Pathogenesis: Approximately related to defects in mesoderm development at 8 weeks of embryonic development. Pathological changes include premature fusion of the skull, osseointegration, joint fusion, and dysplasia of the bone.
At present, the occurrence of this disease is thought to be caused by a genetic mutation. Because the occurrence of this disease is mostly sporadic, the parents of the child are older (the father is 36 years old, the mother is 33 years old), and its occurrence with the increase of the fetus may be a parent, especially the father's germ cell mutation. Caused.
Examine
an examination
Related inspection
CT examination of the extremities, CT examination of the skull, bones, joints and soft tissues, CT examination of the bones and joints of the extremities
According to the clinical manifestations of abnormalities of the skull and facial bones, accompanied by finger (toe) deformity can be diagnosed and refers to (toe) symmetry is a major feature of this symptom is an important condition for diagnosis.
Laboratory inspection:
Chromosome examination without abnormal health search blood biochemical examination and blood, urine, stool routine examination is generally normal.
Other auxiliary inspections:
In the skull, there is a finger indentation in the intracranial hypertension. The bone fragments were seen in the skeletal malformation, the cranial cranial suture, the spina bifida, the osseointegration and the joint fixation. The fundus examination showed retinal edema, and the EEG showed abnormal brain waves.
Diagnosis
Differential diagnosis
(A), Crouzon's syndrome: also known as hereditary head facial bone hypoplasia, is a special type of cranial suture early closure. There is a family history of genetics. The characteristics of head and face deformity are that the majority of the skull is closed early, the maxilla develops poorly and hydrocephalus, the anterior and posterior diameter of the skull is short, the eyes are separated and squinted outward, the nose is retracted, the nasal arch is widened, and the lower edge of the eyelid is narrowed. The eyeball protrudes forward, and the upper and lower teeth are reversed. In addition to head and face deformities, there are often signs of headache and brain compression.

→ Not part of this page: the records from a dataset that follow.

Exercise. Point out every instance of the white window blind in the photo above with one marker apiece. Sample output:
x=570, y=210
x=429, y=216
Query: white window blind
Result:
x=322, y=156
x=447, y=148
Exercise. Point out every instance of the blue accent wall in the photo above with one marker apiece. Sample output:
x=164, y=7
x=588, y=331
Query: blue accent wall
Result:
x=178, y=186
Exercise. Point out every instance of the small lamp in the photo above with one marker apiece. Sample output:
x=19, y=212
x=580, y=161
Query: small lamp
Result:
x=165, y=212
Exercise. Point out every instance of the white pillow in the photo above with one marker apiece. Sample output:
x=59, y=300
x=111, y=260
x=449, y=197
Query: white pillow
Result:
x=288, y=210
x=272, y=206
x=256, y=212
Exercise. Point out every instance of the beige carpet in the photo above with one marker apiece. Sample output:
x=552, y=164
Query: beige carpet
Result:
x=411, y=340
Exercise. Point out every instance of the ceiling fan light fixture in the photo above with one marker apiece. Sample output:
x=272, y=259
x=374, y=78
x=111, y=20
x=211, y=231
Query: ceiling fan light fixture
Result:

(B), microcephaly: often due to harmful environmental factors during the fetal period. Occasionally seen in autosomal recessive inheritance. There are obstacles in the development of the brain and skull in this disease. After the development, the brain weight should not exceed 1000 grams, and the maximum cranial circumference should not exceed 47 cm. The shape of the skull also has specific changes. The forehead and occipital are flat, narrow, and slightly pointed at the top, which is in sharp contrast to the development of a complete facial bone. The scalp is thickened and the hair is thick. Short stature, intelligent development stays in the idiot stage.